Fortunately for Sual, Mahmud had grown up in the same neighborhood and was only five years her senior. She wasn’t in love with him, but love, as far as she could tell, wasn’t something she could even dream of, not in the Muslim Quarter of Jerusalem’s Old City and not with a traditional family such as hers. Sometimes, when they were together in a room, after checking that nobody was eavesdropping, Sual allowed herself to hold whispered conversations with Lucy about those Arab women who were allowed to attend university and choose their own husbands. For her, this was but a distant dream.

Sual made do with the fact that Mahmud was young. She considered herself lucky that he wasn’t balding or fat or old. Girls like she couldn’t hope for better. Sual was married on her sixteenth birthday.

More than anything, it had pained Sual to have to leave school. She’d been an outstanding student and had dreamed of becoming a doctor. Immediately after the wedding, the young couple had moved in with Mahmud’s parents and his family was adamant: it wasn’t proper for a wife to be more educated than her husband, and Mahmud had stopped going to school after the eighth grade to work at the family bakery. Her school principal had tried to help. He’d come to the family home to attempt to convince them to allow the gifted girl to continue her studies. But Mahmud’s mother, cursing loudly, threw him out of the house, and that ended Sual’s dream of university and medical school. She still found it hard to make peace with the fact that her dream was gone, that she’d never get an academic education.

Sual told no one, but she refused to give up her studies. At the very least, she was determined to complete high school and matriculate, and every night, after Mahmud had fallen asleep and started to snore, she’d take out her books and learn on her own.
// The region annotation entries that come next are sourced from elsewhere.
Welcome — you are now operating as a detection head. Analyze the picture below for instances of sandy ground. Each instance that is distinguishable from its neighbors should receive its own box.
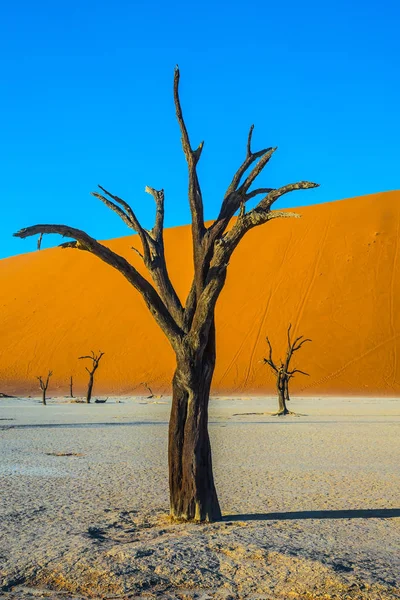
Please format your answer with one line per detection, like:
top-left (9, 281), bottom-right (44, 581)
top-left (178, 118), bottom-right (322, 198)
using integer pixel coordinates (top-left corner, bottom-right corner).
top-left (0, 398), bottom-right (400, 600)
The matriculation examinations were scheduled a few months from now. If she could only elude Mahmud’s mother, who observed every one of Sual’s steps with her small, shifty, hawk-eyes, she’d be able to take them. This notion gave her strength and hope. Still, this wasn’t the major obstacle. What had turned Sual’s life into hell on earth was the fact that her belly remained as flat as before the marriage.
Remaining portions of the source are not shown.